The case of Anonymous vs. Anonymous (so captioned by the court to protect the identities of all involved) recently asked and answered this question. This case involved a wife who filed for divorce in November 2008. The husband filed a counterclaim, alleging that the wife was having an affair. In February 2009, the court entered a protective order requiring the husband to keep 1000 feet away from the wife’s residence and place of employment (excepting visitation and church attendance). In August 2009, the husband hired a private detective to spy on his wife. The detective followed her to a hotel where the detective recorded proof that the wife was having an affair with their priest. The matter became a little more public when the husband told another priest during a confessional of the affair, causing the church to launch an investigation (during which the DVD was given to church officials). While the wife did not contest the affair, she asserted she was being harassed and that her husband had violated the protective order by hiring the detective.

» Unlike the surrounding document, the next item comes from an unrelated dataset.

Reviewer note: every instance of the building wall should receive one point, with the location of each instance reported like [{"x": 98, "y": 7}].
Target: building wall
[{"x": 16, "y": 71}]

Family Court Judge Debra J. Kiedaisch ruled that “under the circumstances, the hiring of the private investigator, in and of itself, was not an unlawful intrusion upon the rights of the wife secured by the order of protection.” She said that the husband had the right to “gather evidence up to the date of trial in defense of the matrimonial action and in support of his own counterclaims.”
“If the husband had the wife followed and recorded … for the purpose of gathering embarrassing material to deliver to her employer with the intention to cause her to lose her employment,” that might rise to “conduct which alarms or seriously annoys another person, and serves no legitimate purpose” — second-degree harassment under New York law — Kiedaisch wrote.